Both progressives and moderates want to try and maximize their leverage to ensure those and many more questions are resolved to their liking. And there are two ways to try and shape a piece of legislation. You can ask nicely, or you can play hardball — threatening that you’ll vote no if you don’t get what you want.

Anyone can make threats. The question is whose threats actually come off as credible. Generally, threats to kill a bill seem most credible from those who would have political reasons for doing so (like Manchin, who represents a state Trump won by nearly 39 points), or those with a history of defying leadership (like the late John McCain on the Republican side, whom Sinema seems to be trying to channel).

Typically it’s moderate Democrats who tend to be the toughest gets, holding out until the last minute. It’s often believed that progressives will just go along, because from their perspective, passing something — anything — is better than passing nothing.

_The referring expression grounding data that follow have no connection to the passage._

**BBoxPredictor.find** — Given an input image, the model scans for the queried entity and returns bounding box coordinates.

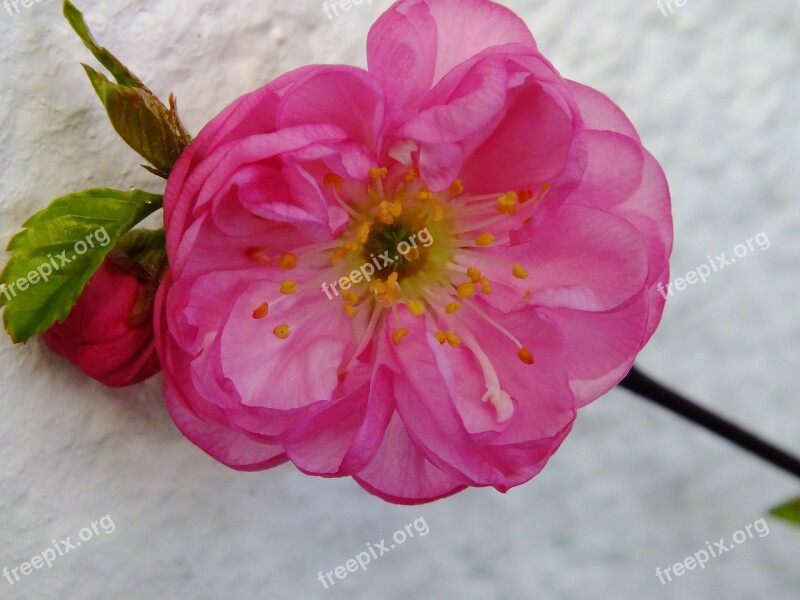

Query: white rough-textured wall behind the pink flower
[0,0,800,600]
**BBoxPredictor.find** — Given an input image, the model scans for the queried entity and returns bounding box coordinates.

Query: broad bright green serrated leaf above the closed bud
[0,189,162,343]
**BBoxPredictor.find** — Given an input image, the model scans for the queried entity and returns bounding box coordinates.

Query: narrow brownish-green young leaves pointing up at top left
[64,0,191,178]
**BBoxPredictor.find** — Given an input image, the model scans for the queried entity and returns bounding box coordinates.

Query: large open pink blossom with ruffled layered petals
[156,0,672,503]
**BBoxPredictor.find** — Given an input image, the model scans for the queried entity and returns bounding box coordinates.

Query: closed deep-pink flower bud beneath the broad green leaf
[44,259,160,387]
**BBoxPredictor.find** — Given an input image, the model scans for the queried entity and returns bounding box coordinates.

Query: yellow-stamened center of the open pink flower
[247,156,550,423]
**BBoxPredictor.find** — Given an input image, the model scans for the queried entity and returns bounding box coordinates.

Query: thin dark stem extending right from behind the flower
[620,367,800,477]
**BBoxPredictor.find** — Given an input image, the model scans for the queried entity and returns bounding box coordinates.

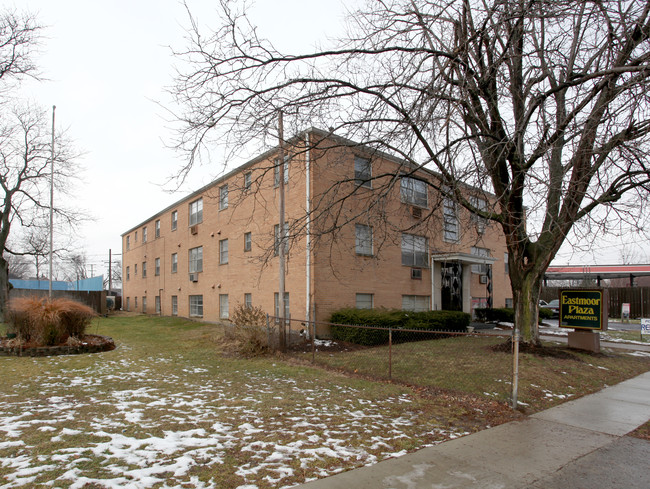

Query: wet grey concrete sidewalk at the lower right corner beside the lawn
[296,372,650,489]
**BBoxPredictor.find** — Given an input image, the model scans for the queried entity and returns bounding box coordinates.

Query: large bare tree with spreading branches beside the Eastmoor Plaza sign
[172,0,650,342]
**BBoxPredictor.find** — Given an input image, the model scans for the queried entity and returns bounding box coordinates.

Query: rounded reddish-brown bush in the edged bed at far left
[8,297,96,345]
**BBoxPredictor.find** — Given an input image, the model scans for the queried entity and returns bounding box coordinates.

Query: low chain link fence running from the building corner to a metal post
[267,316,518,405]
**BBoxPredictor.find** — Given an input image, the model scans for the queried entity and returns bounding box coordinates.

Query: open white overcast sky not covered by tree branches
[15,0,650,274]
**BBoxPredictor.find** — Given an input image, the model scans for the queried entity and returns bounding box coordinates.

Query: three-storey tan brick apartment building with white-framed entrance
[122,128,511,321]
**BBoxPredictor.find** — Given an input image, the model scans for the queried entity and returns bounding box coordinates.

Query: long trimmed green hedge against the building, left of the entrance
[330,308,470,346]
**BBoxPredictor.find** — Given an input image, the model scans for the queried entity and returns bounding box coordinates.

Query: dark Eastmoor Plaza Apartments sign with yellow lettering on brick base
[559,289,607,353]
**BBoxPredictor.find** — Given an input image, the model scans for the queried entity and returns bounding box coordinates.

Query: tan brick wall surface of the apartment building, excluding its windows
[123,131,511,321]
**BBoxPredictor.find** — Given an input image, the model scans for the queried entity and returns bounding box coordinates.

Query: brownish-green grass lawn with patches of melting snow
[0,315,650,489]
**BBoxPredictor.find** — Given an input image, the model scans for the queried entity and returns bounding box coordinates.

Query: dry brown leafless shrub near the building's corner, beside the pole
[229,304,269,357]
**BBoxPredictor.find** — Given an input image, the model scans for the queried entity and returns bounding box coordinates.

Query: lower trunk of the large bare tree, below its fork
[510,273,542,345]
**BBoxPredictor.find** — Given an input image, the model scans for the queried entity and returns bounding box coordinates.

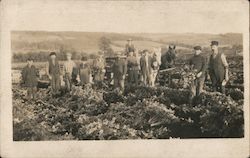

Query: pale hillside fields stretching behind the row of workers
[11,31,243,53]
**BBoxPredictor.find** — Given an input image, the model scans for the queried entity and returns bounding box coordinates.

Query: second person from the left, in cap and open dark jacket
[46,52,61,95]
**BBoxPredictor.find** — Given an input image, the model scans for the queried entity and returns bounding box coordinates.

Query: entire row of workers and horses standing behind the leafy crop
[22,39,229,99]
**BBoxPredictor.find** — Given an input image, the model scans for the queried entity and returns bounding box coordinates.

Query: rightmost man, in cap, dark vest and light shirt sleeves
[209,41,229,94]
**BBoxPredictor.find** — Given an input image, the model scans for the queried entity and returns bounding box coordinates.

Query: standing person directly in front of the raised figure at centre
[127,52,139,85]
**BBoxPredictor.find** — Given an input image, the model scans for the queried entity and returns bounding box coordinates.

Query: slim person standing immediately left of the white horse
[140,50,152,85]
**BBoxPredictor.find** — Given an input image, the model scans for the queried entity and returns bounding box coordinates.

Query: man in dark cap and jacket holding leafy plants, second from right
[189,46,207,99]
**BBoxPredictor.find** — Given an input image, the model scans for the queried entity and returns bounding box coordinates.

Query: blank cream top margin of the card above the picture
[3,0,249,34]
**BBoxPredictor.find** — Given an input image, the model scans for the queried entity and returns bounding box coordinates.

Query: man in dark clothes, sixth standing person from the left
[113,55,127,93]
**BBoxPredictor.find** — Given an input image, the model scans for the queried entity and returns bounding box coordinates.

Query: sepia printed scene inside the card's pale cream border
[11,31,244,141]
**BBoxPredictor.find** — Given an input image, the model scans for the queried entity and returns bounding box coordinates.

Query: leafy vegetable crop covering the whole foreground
[13,85,244,141]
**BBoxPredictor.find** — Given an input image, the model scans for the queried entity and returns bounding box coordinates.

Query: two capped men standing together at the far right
[189,41,229,99]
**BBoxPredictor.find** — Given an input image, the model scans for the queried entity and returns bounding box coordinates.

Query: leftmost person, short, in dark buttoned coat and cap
[22,58,39,100]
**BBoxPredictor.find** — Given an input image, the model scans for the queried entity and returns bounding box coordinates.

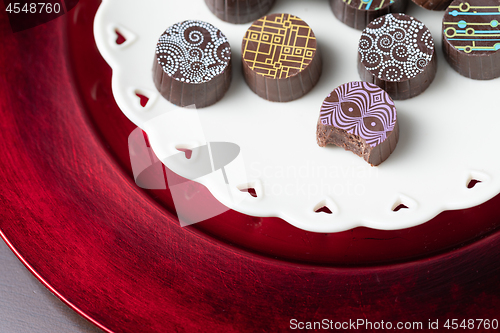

But in this era of a polarized partisan Congress, politics is a team sport, with strong incentives even for moderates to support their president’s top legislative priorities. So sometimes, the moderates basically end up getting rolled. Leaders can cater to the base and gamble that moderates will cave in the end, perhaps with some minor face-saving changes, for fear of infuriating the base and making their party’s president look like a failure. (Whether this succeeds depends on the particular issue and the particular politicians it involves.)

Pelosi supercharged that latter dynamic by taking the bipartisan infrastructure bill hostage. For one, that’s a bill the moderates are most eager to pass, and that progressives don’t particularly care about. But even more importantly, Pelosi’s move means that Biden’s whole agenda depends on whether moderates and progressives can reach agreement on the mega-bill. So the moderates’ threat to kill it comes off as less credible, since they’d be making President Biden a failure.

That’s the theory anyway — though Sinema is trying to debunk it. Her spokesperson told Politico Monday that “proceedings in the U.S. House will have no impact” on her views about the mega-bill, and reiterated that its current spending level is too high.

In other words: keep the hostage as long as you want. She’ll wait.